No, Eric, that's not just you. I notice it, too, and did as well during the Reagan presidency. It puts the lie to all the blather about how tax cuts are the panacaea to all ills. The reality is that if you cut taxes but do nothing to spending, then you are using fiscal policies generally associated with the hated Keynesians........
To talk about that as "conservative", let alone fiscally responsible, is complete, utter, lying, fraudulent BULLSHIT!
- oddjob
OT, but the best post for it is too far down:
Green Knight has posted a link to an interesting tidbit.
- oddjob
RATS! Try this.
- oddjob
Oddjob: You're right about the Republican wet dream of tax cuts solving all fiscal and economic ills. It is like we're spending money on our national credit card like a drunken sailor at an extravegant party. As Reagan pushed through his "vodoo economics" scheme, I certainly became worried at the growing national debt problem in the late 1980s (I was a freshmen in high school when Reagan came to office in 1980). It took 12 years to undo the disaster of Reagan's fiscal policies (under Bush I and Clinton), and to get this country back to a sound fiscal path--only to see that sound fiscal path destroyed by Voodoo Economics: Part Deux, courtesy of this current Dubya Bush nightmare.
It is going to take more than a generation to correct the problems this Bush administration has forced upon this country.
Meanwhile warped flapdoodle such as this continues to be published like there's no tomorrow.......
- oddjob
Meanwhile warped flapdoodle such as this continues to be published like there's no tomorrow.......
Kind of goes hand in hand with the money supply, now doesn't it?
Greenspan says US housing boom is over
NEW YORK (Reuters) - "Former Federal Reserve Chairman Alan Greenspan said on Thursday that the "extraordinary" boom in the U.S. housing market in recent years is over. "This has been quite an extraordinary boom," Greenspan told a Bond Market Association dinner in New York. "The boom is over. I think we can safely say that with a strong degree of confidence. "Greenspan said there was a "high degree of froth in the system," and that it was clear that home equity extraction and the turnover of home sales was waning."

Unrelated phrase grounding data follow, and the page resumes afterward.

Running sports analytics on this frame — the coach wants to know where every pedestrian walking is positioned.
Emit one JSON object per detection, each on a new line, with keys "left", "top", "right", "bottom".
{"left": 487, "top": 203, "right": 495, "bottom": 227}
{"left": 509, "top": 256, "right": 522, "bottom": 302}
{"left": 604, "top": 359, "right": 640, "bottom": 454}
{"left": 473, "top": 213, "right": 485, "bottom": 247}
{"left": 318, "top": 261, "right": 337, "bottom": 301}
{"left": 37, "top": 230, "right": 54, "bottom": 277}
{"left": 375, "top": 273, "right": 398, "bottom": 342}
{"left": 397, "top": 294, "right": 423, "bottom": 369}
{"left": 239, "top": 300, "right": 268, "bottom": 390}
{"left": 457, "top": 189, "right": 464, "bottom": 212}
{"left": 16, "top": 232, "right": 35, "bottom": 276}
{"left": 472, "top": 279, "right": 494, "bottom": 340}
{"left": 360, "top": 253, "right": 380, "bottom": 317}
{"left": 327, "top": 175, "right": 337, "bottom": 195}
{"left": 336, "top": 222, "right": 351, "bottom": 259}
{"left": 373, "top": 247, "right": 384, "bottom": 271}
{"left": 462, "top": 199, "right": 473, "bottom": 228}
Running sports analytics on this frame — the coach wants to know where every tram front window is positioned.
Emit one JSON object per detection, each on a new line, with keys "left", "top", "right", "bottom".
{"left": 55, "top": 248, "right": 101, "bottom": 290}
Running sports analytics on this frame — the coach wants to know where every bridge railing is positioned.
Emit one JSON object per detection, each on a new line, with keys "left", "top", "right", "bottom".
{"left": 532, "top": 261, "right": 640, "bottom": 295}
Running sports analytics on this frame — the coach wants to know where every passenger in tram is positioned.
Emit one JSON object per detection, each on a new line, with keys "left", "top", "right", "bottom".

Good evening, Peter of Lone Tree.
Greenspan says there's a lot of 'froth' in the housing market right now?!
What's that? He's likening the housing market to a good latté?
Well, at least the old boy's going to get some market participants all kinds of excited. If there really was a "bubble," Greenspan probably just gave it a pretty serious, if not fatal, puncture.
The good news is that we might soon be able to get some mansion-type housing on the cheap. I could run this blog from there and turn the whole place into a giant rooming house for all the regular readers here at The Dark Wraith Forums.
...If, that is, I have any left after I've torn my ass on Sunday about the Leopold/Rove fiasco.
The Dark Wraith might be feeling mighty lonely after a rant such as he's planning.
...If, that is, I have any left after I've torn my ass on Sunday about the Leopold/Rove fiasco. The Dark Wraith might be feeling mighty lonely after a rant such as he's planning."
Hew to the line; let the quips fall where they may.
Here are two articles from the last two Boston Globe front pages regarding the metro Boston housing market:
Yesterday's story
Today's story.
- oddjob
I'm still working my way through recent posts here ...
Bad Tux's first comment here really resonated with me. I live within 5 miles of Boston, and I've been dutifully saving 15-30% of my income for 20 years now, with most of that money invested in the stock market. I make solidly middle quintile money. But could I buy a house here for cash, assuming the same amount of space that I'm renting? Heck no; I could put every dime I've got into a down payment, and I'd still have to take out a $25-100k mortgage, and put the closing costs and lawyer's fee on my credit card. This is insane!
I know most people just think of buying a home in terms of the monthly mortgage payment, but when you can save and invest your money for 20 years and still not have enough for a whole house with a bit left over to invest, there's something seriously wrong.